My favorite parts about the BOCC meeting yesterday were the many bias revelations by members of the planning commission, the oil & gas regulation edit committee, and the planning department [not mutually exclusive sets of people].
In contrast, all three members of the BOCC appeared to coalesce around the notion that MOU contract language should not be adversarial as a matter of policy, and that MOU subject matter should be determined between the negotiating parties at the time an MOU is memorialized. Frankly, people I know were encouraged to see the BOCC take an objectively reasonable approach on the MOU.
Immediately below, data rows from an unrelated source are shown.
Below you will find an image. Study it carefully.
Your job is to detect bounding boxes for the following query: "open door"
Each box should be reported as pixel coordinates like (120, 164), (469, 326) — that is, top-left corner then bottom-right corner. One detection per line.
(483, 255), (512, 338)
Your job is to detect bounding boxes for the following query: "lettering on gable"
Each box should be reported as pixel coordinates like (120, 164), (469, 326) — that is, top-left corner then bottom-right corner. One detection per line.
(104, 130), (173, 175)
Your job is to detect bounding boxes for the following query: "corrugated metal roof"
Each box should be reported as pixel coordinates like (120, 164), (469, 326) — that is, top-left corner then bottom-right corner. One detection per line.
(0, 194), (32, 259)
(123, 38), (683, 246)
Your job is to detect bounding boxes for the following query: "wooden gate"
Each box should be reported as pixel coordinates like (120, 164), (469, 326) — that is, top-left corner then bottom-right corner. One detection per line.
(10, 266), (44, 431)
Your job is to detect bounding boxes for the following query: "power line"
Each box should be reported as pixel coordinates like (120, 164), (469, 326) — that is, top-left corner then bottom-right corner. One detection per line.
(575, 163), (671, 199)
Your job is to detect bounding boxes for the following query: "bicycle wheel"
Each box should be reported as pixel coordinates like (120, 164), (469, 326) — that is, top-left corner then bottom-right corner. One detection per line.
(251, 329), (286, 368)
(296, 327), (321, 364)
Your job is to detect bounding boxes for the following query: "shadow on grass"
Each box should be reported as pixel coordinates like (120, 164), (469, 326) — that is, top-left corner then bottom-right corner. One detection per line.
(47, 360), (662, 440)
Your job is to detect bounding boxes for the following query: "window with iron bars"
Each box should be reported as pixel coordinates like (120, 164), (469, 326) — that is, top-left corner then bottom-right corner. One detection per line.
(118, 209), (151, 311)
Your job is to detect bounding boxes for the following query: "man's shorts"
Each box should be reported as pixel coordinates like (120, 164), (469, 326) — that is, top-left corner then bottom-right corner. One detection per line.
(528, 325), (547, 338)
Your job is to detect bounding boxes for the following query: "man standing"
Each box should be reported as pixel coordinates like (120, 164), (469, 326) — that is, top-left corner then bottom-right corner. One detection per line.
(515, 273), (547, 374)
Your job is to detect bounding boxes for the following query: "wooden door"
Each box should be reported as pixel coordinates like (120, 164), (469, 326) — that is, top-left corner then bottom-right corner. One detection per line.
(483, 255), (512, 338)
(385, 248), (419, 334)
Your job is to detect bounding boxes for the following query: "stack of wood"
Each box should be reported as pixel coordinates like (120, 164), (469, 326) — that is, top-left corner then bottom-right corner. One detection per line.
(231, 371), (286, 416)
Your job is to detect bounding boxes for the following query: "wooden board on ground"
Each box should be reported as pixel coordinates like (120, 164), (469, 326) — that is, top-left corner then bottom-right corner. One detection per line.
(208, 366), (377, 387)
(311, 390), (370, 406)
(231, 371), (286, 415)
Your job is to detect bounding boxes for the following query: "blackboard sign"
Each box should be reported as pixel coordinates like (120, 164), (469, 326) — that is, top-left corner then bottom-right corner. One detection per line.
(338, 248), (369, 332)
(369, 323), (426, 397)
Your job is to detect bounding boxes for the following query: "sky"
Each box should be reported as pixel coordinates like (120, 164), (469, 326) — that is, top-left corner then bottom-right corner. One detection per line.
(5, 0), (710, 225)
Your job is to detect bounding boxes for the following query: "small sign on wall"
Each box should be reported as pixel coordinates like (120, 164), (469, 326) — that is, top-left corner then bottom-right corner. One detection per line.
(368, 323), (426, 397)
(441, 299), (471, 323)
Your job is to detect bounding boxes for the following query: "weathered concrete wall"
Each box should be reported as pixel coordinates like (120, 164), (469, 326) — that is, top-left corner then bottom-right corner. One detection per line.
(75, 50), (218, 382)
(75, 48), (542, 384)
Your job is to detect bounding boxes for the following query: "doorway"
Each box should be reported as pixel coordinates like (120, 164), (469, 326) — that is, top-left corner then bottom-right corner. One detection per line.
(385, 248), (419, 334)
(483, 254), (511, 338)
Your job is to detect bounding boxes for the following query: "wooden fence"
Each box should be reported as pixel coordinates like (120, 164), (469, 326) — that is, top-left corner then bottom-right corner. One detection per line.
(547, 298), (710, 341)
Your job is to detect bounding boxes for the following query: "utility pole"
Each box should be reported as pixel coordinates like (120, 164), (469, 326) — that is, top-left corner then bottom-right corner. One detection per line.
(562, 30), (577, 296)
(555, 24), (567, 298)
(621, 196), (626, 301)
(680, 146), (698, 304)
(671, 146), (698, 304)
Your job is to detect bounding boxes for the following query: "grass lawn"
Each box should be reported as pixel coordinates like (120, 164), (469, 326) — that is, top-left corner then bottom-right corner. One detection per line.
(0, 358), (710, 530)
But hold on, Thayer, Crisan, Dorman, Brown, Corrado, Thomasson, Fenner, and Parkinson, all but two involved with drafting the regulations, had real trouble letting go of the county enacting an official baseline MOU.
All of them seem heavily vested in the notion of a self-fulfilling prophecy. Even though they went to great lengths to explain just how negotiable each MOU will be, for them an MOU is not so negotiable that the process to write one can begin without the county’s green policy terms already incorporated into the document.
What the county would forego by adopting a pro-forma MOU without such terms built in, according to this gang of 8, is protection of water and protection of property values. The BOCC didn’t agree with that argument, preferring to see, instead, a non-adversarial MOU format.
Moreover, It looks like COGCC enforcement of MOU terms is an unsettled practice. The gang of 8 are pushing to include MOU language into the well owners’ COGCC regulatory paperwork on the belief that inclusion will bring COGCC support in enforcement of the county’s MOU terms, perhaps over time elevating the effect of MOU terms to a regulatory status, or perhaps bringing help from the state on policing and discovery of MOU compliance.
But none of that is certain. The COGCC told the county in several previous meetings that MOU compliance is the county’s responsibility to enforce in civil court. How much help COGCC would provide to the county on enforcement of MOU terms that exceed COGCC’s statewide regulatory standards, which would basically be all of the MOU terms, appears to be a grey area at this time.
A larger question is what value operators would put on a 6 month zoning approval delay, and what increased costs they might consider accepting in an MOU to avoid spending that value. There is no general answer to this question since no two sets of operational circumstances will be identical — further reason for there not to be an MOU template that includes a set of one-size-fits-all terms.
The MOU is part of an unsavory proposition that Elbert County is planning to present to all potential operators — “To do business here instead of somewhere else where COGCC rules control without exception, you can lose X or you can lose Y. Choose your poison. And here’s the bill for our fees.”
The BOCC is right to insist on removing the adversarial components of the pro-forma MOU. Our zoning will have already told operators they are unwelcome in Elbert County. No need to rub it in with the MOU. It’s much better to use the MOU as an opportunity to mitigate what will have already started out to be a bad deal.